Le jour où j’ai entendu pour la première fois l’expression « les paroles s’envolent, les écrits restent », j’ai compris que pour dire quelque chose d’important à quelqu’un, j’allais toujours privilégier les mots. Parce que ça me donnerait le temps de choisir chaque caractère avec soin, de relire plusieurs fois mes phrases avant de les envoyer et que j’aurais la liberté d’exprimer des émotions moins censurées.

Ce qu’on ne m’avait pas mentionné, c’est à quel point ça impliquait des « si », d’envoyer une lettre. Si le destinataire ne me répondait pas? Si je disais quelque chose de trop? Si mon message n’était pas clair? Si on montrait mes mots à quelqu’un d’autre?

En 2017, le principe d’envoyer des lettres me semble plus important que jamais. Je ne parle pas d’un texto avec « Comment ça va? » comme contenu. Je parle d’un vrai message. Une confession, un témoignage, un questionnement. Un message qui implique une charge émotive.

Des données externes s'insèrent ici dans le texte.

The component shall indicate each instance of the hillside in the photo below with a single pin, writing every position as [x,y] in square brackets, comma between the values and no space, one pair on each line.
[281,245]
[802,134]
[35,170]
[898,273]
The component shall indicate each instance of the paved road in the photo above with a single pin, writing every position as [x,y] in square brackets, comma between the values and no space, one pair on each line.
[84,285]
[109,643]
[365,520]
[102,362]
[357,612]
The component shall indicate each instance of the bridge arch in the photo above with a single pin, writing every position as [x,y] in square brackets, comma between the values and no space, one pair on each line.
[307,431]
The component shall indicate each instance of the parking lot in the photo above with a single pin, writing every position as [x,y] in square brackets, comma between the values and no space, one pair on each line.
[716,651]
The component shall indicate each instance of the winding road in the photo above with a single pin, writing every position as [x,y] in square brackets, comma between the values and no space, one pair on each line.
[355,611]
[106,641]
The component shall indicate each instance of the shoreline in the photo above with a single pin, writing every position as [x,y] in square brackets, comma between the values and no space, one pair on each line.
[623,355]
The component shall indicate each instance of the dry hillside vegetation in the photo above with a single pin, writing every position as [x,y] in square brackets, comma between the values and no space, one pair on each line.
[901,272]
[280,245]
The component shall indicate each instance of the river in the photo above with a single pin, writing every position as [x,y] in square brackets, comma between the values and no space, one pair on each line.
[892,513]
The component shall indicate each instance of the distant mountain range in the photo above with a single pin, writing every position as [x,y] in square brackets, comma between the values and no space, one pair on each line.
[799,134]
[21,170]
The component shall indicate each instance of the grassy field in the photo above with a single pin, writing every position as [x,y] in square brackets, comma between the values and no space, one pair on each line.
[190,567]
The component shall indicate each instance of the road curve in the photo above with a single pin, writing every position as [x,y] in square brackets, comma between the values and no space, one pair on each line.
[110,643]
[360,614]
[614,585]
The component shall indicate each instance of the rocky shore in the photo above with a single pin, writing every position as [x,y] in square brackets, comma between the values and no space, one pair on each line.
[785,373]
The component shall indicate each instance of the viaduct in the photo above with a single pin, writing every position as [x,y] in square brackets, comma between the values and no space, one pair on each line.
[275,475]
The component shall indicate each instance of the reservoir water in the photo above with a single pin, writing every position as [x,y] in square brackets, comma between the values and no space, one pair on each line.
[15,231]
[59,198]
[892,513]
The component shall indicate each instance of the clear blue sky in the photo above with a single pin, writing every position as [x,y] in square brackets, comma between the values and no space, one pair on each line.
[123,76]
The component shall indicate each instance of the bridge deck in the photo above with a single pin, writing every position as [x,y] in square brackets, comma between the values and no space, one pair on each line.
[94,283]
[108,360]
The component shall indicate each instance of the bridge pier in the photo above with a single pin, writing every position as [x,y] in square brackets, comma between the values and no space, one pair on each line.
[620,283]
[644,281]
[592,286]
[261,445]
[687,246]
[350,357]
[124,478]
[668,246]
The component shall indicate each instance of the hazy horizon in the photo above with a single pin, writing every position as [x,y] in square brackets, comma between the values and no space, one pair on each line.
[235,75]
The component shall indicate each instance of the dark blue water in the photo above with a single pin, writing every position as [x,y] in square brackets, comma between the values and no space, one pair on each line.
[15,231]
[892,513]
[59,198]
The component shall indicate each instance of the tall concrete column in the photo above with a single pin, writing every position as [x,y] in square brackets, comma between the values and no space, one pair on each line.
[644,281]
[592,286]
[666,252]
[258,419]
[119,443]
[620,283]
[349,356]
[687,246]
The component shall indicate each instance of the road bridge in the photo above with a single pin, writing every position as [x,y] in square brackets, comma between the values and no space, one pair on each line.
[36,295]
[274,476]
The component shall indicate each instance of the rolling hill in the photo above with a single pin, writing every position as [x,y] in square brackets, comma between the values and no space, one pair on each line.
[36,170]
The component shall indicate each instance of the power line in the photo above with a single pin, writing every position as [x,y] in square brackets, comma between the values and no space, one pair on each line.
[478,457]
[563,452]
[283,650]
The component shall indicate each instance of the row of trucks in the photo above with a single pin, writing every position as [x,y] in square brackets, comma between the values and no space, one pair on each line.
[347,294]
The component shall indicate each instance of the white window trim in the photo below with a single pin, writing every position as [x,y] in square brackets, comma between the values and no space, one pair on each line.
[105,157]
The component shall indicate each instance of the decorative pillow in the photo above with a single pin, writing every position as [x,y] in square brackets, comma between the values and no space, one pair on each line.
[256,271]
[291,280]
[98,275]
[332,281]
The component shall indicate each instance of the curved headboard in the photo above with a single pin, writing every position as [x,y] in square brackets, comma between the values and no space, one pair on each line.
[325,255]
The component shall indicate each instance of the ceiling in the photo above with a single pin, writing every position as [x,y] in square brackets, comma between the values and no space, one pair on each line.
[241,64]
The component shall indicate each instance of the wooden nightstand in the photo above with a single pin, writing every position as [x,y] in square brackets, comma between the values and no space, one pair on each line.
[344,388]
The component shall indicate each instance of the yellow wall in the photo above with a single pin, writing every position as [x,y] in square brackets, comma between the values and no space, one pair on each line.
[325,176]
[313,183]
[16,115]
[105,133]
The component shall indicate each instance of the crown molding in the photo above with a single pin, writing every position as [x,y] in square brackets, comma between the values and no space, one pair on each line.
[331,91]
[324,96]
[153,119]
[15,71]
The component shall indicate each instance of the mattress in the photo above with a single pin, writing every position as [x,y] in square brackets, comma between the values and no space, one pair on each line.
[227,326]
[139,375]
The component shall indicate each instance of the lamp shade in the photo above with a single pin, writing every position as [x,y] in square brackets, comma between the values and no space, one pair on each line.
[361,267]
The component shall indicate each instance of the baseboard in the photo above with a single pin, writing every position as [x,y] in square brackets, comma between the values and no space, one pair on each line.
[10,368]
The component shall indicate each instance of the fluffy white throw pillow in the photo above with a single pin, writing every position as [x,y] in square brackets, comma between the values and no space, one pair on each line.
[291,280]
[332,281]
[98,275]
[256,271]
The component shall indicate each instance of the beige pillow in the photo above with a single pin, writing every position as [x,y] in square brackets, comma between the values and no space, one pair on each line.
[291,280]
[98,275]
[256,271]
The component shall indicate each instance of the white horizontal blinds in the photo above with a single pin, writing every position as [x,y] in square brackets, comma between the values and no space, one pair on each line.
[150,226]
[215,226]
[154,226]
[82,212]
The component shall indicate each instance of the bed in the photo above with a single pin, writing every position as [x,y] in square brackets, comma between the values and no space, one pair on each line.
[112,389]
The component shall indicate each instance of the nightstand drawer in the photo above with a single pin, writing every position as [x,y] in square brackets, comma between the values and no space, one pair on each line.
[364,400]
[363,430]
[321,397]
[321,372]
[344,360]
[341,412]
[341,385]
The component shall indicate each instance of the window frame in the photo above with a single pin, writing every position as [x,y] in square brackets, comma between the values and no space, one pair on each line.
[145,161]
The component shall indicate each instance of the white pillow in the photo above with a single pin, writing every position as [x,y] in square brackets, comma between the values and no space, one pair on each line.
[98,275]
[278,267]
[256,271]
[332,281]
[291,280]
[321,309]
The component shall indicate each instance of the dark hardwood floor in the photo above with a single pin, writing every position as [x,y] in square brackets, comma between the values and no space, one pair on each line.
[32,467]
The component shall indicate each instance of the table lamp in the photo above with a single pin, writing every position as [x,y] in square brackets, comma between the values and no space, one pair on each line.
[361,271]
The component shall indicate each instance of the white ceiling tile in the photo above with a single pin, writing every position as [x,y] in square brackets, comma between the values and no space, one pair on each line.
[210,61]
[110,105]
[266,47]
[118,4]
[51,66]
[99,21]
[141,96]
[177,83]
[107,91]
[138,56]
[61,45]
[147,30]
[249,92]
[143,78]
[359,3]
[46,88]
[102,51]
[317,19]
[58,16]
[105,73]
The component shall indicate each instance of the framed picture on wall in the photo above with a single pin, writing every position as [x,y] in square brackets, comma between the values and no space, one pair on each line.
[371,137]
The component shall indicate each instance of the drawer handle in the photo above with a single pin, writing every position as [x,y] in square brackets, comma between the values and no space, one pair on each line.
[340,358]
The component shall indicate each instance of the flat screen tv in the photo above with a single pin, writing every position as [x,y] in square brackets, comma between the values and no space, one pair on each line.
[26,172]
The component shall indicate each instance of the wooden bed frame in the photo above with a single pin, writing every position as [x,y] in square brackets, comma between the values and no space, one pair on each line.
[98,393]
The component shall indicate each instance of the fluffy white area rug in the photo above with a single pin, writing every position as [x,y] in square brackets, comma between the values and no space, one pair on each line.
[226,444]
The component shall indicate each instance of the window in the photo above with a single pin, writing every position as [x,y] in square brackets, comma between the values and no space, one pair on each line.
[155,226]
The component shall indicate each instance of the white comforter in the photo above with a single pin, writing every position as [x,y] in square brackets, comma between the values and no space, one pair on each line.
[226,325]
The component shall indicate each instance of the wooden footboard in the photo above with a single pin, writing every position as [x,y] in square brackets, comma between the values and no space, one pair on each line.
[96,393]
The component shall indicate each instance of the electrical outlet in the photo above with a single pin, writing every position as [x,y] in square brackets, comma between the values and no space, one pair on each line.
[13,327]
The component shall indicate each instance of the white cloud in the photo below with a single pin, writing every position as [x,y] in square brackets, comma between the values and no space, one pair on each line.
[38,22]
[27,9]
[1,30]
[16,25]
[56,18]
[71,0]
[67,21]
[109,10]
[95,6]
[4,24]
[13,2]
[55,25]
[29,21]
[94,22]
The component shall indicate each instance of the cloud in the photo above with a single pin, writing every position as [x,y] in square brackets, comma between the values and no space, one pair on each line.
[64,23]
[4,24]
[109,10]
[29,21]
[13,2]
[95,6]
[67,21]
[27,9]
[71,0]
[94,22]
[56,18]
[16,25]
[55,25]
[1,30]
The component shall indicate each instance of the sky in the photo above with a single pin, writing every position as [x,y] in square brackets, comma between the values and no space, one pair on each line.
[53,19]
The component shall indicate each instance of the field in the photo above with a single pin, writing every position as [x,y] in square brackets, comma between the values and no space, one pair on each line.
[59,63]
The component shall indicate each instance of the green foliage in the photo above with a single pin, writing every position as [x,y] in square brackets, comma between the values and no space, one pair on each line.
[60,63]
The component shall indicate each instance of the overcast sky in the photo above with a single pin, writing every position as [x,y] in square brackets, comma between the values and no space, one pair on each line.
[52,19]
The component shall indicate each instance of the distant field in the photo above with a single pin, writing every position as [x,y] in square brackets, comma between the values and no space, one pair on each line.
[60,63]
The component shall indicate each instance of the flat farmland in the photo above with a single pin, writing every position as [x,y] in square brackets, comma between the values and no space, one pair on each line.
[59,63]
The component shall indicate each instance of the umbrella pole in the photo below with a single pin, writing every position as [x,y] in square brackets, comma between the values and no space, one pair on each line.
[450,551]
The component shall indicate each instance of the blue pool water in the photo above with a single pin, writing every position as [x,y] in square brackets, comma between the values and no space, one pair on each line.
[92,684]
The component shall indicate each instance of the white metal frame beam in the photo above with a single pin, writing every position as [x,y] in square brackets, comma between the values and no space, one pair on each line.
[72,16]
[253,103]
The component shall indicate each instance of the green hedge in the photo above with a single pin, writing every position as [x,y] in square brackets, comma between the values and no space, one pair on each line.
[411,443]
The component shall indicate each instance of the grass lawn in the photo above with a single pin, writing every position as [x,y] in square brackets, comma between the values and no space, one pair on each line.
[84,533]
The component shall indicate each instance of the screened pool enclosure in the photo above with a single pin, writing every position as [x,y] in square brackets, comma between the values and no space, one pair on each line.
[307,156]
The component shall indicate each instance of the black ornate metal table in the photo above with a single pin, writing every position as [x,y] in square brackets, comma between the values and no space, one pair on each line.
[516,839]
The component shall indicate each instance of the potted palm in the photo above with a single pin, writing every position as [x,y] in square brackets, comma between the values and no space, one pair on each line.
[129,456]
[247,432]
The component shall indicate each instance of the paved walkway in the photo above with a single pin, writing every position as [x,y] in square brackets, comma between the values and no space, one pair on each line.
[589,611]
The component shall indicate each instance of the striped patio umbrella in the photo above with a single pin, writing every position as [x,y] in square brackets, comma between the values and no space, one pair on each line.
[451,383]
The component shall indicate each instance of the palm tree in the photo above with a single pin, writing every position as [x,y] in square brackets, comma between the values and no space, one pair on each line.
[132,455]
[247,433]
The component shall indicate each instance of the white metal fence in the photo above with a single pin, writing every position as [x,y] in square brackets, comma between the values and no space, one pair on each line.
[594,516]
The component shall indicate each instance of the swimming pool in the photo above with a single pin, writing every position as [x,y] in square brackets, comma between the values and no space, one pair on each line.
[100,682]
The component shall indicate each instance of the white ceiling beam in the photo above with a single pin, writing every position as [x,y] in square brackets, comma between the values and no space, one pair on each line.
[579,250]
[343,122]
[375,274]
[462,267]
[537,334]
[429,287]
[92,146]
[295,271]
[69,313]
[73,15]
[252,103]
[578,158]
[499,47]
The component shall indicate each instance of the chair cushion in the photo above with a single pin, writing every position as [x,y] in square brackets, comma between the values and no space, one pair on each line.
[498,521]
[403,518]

Les choses ont évolué. On est loin de l’époque où pour s’adresser à quelqu’un, il fallait utiliser une plume, choisir un papier, acheter une enveloppe, appliquer un timbre et se rendre à la poste. Maintenant, un simple « envoyer » sur un appareil électronique fait tout le travail à notre place.

Quelle bonne raison excuse donc le fait de ne pas retourner ses courriels?

J’ai beau chercher vraiment fort, je ne comprends pas.

Pourquoi tu ne me réponds pas?

Je relis mes mots abusivement en cherchant ce que j’ai pu dire de travers pour mériter un tel silence. Chaque fois que mon cell m’annonce un nouveau courriel/texto/messenger, j’ai le cœur qui fait un bond en espérant que tu en sois l’émetteur.

Mais les semaines passent et tu t’entêtes à jouer au fantôme.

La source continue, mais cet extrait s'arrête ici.